Extensibility Guidelines

  • New Conversation Flow
    • Subclass ConversationFlow, implement select_next_speaker() and (optionally) override update_state_post_selection().
    • Add a case to create_conversation_flow().
  • Custom Prompts
  • New Analyses
    • Add methods on FocusGroup using private$get_filtered_log() to reuse consistent filtering and transcript assembly.
  • Alternative LLM Providers
    • Configure per-agent LLMR::llm_config accordingly. Group-level tasks use llm_config_admin if set; else fall back to the moderator’s config.

Directory Structure

  • R/FGAgent.R: agent class
  • R/FocusGroup.R: group orchestration, analysis, plots
  • R/ConversationFlow.R: base and flow implementations; create_conversation_flow()
  • R/convenience_wrappers.R: wrappers, analysis entry points, data generators, survey integration
  • R/prompts.R: default prompt templates
  • R/utils.R: formatting, placeholders, prompt history and token utilities
  • R/zzz.R: package docs and .onLoad options

Exported Symbols (Public API)

  • Classes: FGAgent, FocusGroup, ConversationFlow, RoundRobinFlow, ProbabilisticFlow, DesireBasedFlow
  • Functions: run_focus_group, fg_quick, fg_analyze_quick, analyze_focus_group, create_diverse_agents, create_agents_from_survey, create_conversation_flow, get_default_prompt_templates, format_demographics, format_survey_responses, format_conversation_history, replace_placeholders

Internals documented but not exported: generate_diverse_demographics, generate_survey_responses, generate_persona, estimate_tokens, parse_score_0_10, make_prompt_history, replace_placeholders_known.

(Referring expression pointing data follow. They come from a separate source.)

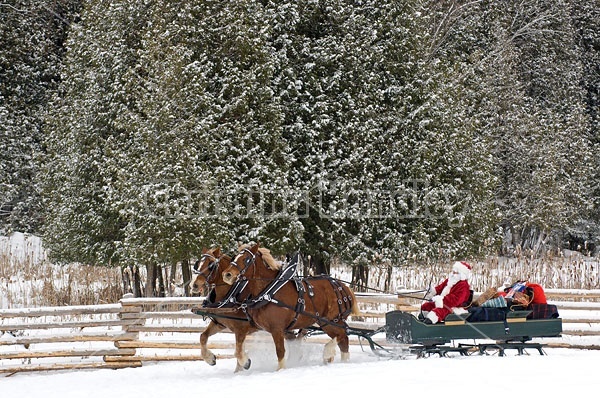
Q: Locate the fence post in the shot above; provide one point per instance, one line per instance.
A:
(130, 316)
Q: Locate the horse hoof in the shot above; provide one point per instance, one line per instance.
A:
(211, 360)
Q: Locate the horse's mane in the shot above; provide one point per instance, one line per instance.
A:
(268, 259)
(266, 256)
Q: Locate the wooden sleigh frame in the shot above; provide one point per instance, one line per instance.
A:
(515, 332)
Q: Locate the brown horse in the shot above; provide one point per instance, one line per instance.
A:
(209, 283)
(298, 304)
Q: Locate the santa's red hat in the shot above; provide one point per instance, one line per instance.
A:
(463, 268)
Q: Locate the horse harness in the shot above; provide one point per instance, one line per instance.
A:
(303, 287)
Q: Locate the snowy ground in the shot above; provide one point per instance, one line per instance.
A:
(559, 372)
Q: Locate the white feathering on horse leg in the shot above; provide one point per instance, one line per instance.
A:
(329, 351)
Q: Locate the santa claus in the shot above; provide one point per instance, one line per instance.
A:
(450, 295)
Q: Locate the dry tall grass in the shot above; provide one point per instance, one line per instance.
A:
(23, 284)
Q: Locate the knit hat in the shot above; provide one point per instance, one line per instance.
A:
(463, 269)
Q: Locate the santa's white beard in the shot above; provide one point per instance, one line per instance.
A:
(453, 279)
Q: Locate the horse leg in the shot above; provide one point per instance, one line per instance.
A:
(243, 362)
(344, 345)
(206, 354)
(329, 351)
(279, 340)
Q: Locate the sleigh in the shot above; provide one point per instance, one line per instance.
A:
(511, 330)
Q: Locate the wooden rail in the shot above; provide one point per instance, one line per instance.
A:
(134, 331)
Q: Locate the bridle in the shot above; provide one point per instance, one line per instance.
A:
(212, 268)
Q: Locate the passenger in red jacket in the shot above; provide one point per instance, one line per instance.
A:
(451, 294)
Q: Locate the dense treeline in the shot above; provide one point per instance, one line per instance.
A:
(372, 131)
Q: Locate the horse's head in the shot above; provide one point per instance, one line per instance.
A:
(245, 258)
(206, 270)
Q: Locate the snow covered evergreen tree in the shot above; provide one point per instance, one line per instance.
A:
(32, 35)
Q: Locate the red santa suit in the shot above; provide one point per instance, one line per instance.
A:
(451, 294)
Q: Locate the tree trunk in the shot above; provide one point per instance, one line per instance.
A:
(151, 280)
(319, 265)
(360, 277)
(161, 282)
(186, 274)
(131, 280)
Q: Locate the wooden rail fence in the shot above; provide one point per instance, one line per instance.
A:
(134, 331)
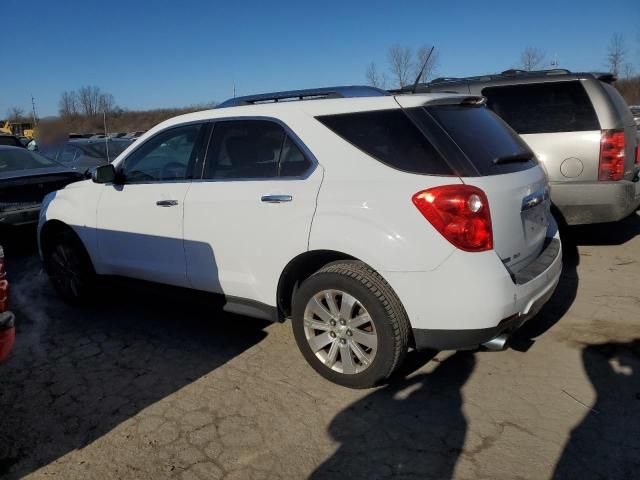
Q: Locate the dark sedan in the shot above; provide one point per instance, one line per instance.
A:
(25, 178)
(11, 141)
(82, 154)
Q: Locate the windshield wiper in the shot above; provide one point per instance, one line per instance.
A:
(513, 158)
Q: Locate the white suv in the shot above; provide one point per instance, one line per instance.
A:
(376, 223)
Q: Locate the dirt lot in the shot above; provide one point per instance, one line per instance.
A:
(151, 386)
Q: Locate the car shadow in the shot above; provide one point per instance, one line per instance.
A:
(78, 372)
(410, 428)
(606, 444)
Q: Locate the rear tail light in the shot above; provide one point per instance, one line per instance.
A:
(460, 213)
(611, 165)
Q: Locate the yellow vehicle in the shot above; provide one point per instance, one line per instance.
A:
(23, 129)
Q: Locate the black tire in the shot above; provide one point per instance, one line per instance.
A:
(69, 267)
(385, 310)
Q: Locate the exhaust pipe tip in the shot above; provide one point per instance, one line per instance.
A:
(501, 342)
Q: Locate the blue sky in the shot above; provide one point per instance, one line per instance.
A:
(176, 53)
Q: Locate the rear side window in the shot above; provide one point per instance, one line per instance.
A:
(622, 109)
(487, 142)
(544, 107)
(390, 137)
(253, 149)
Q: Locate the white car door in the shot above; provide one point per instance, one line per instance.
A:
(139, 219)
(252, 211)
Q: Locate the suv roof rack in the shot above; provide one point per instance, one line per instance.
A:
(308, 94)
(507, 74)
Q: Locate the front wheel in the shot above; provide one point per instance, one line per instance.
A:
(350, 325)
(69, 267)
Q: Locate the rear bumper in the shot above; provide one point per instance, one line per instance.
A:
(595, 202)
(472, 297)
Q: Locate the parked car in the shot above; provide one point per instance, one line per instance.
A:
(7, 319)
(25, 178)
(580, 128)
(374, 222)
(82, 154)
(635, 111)
(10, 140)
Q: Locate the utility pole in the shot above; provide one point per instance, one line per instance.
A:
(33, 110)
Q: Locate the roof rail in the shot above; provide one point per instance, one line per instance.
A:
(308, 94)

Known Limitations and Notes

  • Desire-based flow can be costlier (more LLM calls) than round-robin; choose based on budget/needs.
  • Summarization uses LLM and contributes to token usage; thresholds are conservative defaults.
  • Topic modeling requires sufficient term diversity; small or very short transcripts may not yield meaningful results.
  • Sentiment analysis helpers are present in prompts, but sentiment computation is not currently part of the exported analysis pipeline.

Quick Usage Patterns

  • Rapid run:
    • fg_quick(topic = "...", participants = 4)
  • Full run and analyze:
    • res <- run_focus_group(topic = "...", participants = 6)
    • analysis <- analyze_focus_group(res, num_topics = 5, include_plots = TRUE)

Change Impact Matrix (High-Level)

  • Prompt changes: affect agent outputs; no structural changes.
  • Flow changes: affect speaker selection; ensure selection invariants (participants vs. moderator) align with phase logic.
  • Analysis additions: safe; prefer using private$get_filtered_log() and return tibbles/lists consistently.
  • LLM config changes: affect cost/latency; ensure token caps are respected.

This blueprint should be kept in sync with Roxygen documentation and NAMESPACE. Update when classes, flows, prompts, or analysis capabilities change.